Das wahre Gesicht des geheimnisvollen Räuber-»Don Juan«, durch erstmalige Quellenforschungen enthüllt. Stuttgart: Süddeutsches Verlagshaus 1929. 198 S.

Rinaldo Rinaldini – es gab keinen, der so hieß. Der Name ist eine Erfindung von Vulpius. Aber offenbar war er mehr als eine gelungene modische Prägung der empfindsamen Zeit. Offenbar ist er ein onomatopoetischer Ausdruck – nicht zwar des Räuberlebens, aber der ewigen Sehnsucht nach ihm. In diesem Namen wohnt das Waldesecho des vieux souvenir, von welchem Baudelaire gedichtet hat, es dringe »wie Hornruf« zu uns. Die Leitmotive »Einsamkeit«, »Gerechtigkeit« und »Freiheit« sind in diesem Zauberklange verschmolzen.

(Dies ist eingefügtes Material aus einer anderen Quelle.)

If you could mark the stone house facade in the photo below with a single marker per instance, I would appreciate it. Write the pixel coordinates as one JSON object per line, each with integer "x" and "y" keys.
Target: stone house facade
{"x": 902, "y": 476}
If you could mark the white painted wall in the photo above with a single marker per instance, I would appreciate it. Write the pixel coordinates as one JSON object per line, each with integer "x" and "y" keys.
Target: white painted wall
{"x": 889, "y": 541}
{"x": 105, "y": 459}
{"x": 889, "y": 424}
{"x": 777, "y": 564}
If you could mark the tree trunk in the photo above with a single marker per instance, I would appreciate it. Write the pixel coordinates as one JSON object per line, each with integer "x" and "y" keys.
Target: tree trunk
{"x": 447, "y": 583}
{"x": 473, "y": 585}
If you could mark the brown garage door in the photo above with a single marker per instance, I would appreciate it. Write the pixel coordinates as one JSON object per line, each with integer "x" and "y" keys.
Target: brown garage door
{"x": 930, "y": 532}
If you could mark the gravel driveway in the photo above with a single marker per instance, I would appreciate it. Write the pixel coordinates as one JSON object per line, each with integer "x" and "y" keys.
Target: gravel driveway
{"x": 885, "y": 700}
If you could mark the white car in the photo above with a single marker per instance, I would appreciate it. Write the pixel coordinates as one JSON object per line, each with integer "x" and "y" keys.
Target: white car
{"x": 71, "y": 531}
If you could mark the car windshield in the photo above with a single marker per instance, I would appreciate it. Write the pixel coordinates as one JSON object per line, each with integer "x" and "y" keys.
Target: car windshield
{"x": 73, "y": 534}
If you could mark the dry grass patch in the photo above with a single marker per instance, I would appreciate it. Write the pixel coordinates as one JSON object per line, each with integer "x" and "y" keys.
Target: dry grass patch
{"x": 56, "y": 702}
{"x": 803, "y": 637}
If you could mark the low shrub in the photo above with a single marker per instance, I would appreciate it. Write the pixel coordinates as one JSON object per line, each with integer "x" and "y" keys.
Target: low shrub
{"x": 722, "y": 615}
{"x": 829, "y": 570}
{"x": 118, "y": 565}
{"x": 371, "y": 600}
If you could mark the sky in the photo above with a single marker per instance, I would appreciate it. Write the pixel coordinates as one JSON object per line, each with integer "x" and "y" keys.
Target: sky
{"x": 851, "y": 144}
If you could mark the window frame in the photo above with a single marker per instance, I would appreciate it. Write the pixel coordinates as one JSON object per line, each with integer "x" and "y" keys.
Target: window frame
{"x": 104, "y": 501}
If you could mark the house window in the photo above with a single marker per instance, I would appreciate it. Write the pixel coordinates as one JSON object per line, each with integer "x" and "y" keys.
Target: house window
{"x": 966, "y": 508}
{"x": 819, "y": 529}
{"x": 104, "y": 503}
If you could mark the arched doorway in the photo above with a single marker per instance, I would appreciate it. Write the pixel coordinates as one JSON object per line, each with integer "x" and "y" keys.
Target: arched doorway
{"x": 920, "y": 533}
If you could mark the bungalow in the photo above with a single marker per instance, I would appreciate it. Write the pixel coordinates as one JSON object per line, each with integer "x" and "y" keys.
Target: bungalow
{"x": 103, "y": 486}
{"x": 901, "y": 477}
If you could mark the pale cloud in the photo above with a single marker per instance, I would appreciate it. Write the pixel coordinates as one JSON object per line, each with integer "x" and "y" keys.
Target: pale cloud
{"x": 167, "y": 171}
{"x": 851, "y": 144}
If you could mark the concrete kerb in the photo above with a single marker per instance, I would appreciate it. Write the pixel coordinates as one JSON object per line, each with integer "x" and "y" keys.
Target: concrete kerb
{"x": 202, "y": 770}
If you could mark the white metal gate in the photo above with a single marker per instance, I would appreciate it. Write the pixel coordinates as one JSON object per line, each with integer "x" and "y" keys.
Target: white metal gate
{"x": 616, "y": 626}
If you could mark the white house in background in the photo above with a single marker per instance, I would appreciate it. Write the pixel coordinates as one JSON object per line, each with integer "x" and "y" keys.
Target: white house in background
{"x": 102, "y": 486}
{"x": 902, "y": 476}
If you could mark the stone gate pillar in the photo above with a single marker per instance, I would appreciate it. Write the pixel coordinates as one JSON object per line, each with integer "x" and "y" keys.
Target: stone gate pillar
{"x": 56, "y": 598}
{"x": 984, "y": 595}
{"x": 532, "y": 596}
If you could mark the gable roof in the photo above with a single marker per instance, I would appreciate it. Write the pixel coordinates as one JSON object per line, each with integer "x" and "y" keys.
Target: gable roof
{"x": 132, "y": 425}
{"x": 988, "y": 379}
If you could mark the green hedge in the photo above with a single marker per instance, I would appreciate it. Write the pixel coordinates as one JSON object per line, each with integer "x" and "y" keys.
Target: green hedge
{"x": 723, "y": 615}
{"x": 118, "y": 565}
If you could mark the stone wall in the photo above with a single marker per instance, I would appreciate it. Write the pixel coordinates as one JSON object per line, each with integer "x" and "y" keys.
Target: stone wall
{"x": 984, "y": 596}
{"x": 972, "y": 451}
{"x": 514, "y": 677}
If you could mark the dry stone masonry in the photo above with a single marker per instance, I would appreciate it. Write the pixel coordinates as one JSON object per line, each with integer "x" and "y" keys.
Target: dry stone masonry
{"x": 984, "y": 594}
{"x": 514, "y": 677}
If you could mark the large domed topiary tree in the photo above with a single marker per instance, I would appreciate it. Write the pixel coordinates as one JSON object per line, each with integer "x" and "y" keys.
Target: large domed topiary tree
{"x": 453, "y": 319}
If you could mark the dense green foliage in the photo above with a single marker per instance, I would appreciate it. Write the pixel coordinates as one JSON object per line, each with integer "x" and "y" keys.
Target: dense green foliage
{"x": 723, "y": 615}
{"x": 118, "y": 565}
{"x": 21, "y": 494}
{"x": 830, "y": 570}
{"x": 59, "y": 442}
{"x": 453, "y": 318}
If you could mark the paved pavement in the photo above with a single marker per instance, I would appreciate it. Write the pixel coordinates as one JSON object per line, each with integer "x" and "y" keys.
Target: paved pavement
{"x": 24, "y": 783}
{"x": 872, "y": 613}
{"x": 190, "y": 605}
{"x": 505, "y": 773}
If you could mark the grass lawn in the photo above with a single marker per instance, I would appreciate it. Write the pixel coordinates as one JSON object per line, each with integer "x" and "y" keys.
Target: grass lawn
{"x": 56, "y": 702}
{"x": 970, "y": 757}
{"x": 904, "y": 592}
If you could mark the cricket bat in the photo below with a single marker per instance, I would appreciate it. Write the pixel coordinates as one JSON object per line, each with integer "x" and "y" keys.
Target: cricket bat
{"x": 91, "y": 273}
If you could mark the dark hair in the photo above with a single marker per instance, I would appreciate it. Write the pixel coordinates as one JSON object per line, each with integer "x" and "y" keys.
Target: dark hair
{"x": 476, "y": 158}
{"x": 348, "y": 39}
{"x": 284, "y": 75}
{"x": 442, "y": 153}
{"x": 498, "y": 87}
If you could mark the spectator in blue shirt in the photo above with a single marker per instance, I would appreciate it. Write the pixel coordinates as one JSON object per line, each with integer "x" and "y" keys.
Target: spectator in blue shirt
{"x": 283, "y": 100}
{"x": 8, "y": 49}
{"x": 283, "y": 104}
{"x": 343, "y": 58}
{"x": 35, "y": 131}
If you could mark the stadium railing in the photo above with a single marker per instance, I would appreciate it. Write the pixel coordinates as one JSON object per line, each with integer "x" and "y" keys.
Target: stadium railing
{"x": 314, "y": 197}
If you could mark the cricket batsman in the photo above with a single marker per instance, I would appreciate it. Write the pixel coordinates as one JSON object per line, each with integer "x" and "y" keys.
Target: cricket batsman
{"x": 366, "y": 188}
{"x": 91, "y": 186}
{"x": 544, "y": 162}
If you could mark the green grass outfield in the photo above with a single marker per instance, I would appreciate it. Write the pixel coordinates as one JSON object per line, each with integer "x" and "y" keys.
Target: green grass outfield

Der war nun in der Tat Eingebung eines elenden Skribenten. Der Erzähler phantastischer Kolportagegeschichten, der Vulpius blieb, auch als er längst von Goethes Gnaden zum Bibliothekssekretär war gemacht worden, hat seinem Helden ein Leben gedichtet, das in seinen Schicksalen einiges, in seiner Färbung aber nicht das Mindeste mit dem historischen Räuberleben Angelo Ducas zu tun hat, das in Italien schon lange ehe Vulpius es sich zum Vorbild nahm Gegenstand romantischer Epen gewesen war. Um seinem deutschen Publikum des Rokoko ihn nahezubringen, mußte Vulpius dem Rinaldo vor allem einige donjuaneske Liebesgeschichten andichten, die ihn von dem offenbar männerbündisch gesinnten Ducas völlig entfernen. Den heutigen Leser wiederum wird eher eine trockene pragmatische Abfassung für den Helden gewinnen. Und man kann der chronistischen Darstellung, die hier vorliegt, nichts Besseres nachsagen, als daß der Wunsch zu werben, der Sinn für das unbedingt Liebenswürdige einer Gestalt, die ein Jahrhundert lang im Volke gelebt hat, an seiner Quelle stand. Im übrigen hat der Verfasser mit Recht neben seiner eigenen die Umrisse der Vulpiusschen Darstellung geben wollen. Ein Auszug aus dessen dreibändigem Werke bildet das mittlere Drittel des Buches. Natürlich enthält er das berühmte Räuberlied, diesen wundervollen Singsang, mit welchem das Banditenleben aus dem Schlaflied aufsteigt, um in großem, romantischem Bogen in das Eiapopeia der Liebe zurückzusinken.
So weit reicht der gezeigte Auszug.